Le 31 janvier, le lieutenant général Odierno, qui commande la Force multinationale, a allongé la liste des armes venant d’Iran : lance-grenades, roquettes Katioucha… Les officiels ont aussi émis des soupçons sur la complicité de l’Iran dans l’attaque, le 20 janvier, d’un poste à Kerbala, où les assaillants se sont introduits grâce à de faux uniformes américains. Dimanche, la technique des faux uniformes a de nouveau été utilisée, mais c’est un diplomate iranien qui a été kidnappé. Téhéran a accusé les Etats-Unis.

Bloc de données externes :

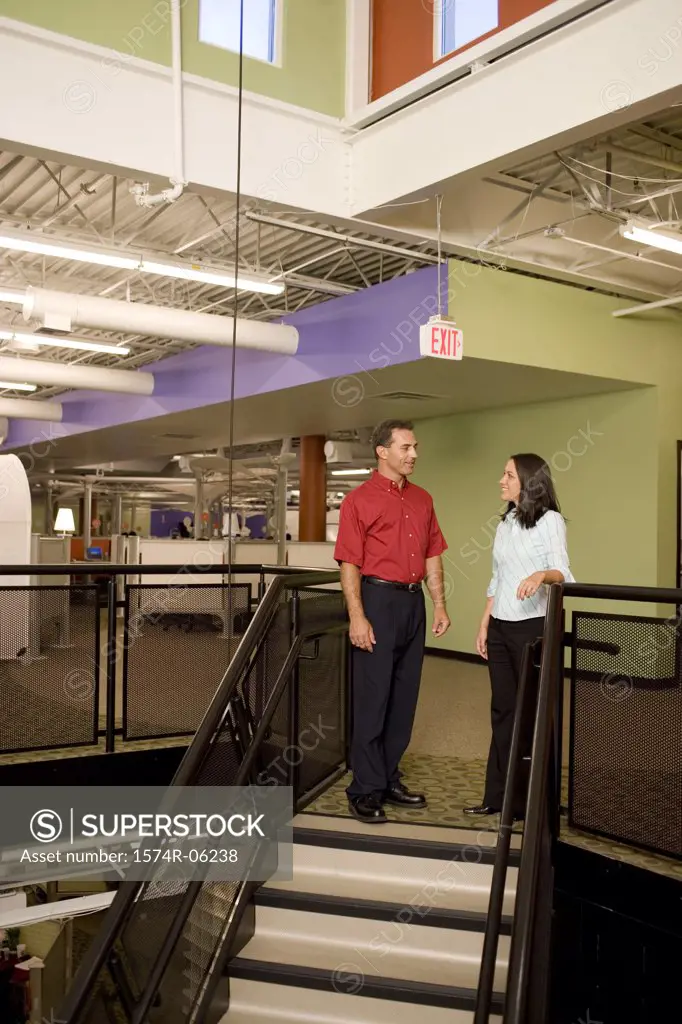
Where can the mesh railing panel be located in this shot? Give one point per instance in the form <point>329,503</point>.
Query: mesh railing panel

L’administration avait promis, fin janvier, de publier les preuves de ses accusations. Mercredi, le porte-parole du département d’Etat, Sean McCormack, a appelé à la patience. Il a promis un dossier « clair, factuel et ciblé », et indiqué que le retard n’était « pas dû à un manque de faits » mais au souci qu’ont les responsables de « ne pas divulguer leurs sources ou leurs méthodes ». Selon le New York Times, le report n’est pas du fait des militaires mais des responsables politiques, qui estiment que le ton a assez monté.
Les antiguerre relèvent que l’administration s’en prend à l’Iran alors que la majorité des victimes américaines sont prises sous le feu des insurgés sunnites et non des milices chiites. Cette constatation leur fait dire que l’Iran est en train de devenir la justification de l' »escalade » en Irak. A un moment où les démocrates estiment que l’envoi de renforts n’est pas dans l’intérêt national, la « menace iranienne » apporterait la démonstration inverse. « L’échec des Irakiens sera imputé à l’Iran », craint Zbigniew Brzezinski, ancien conseiller diplomatique de Jimmy Carter.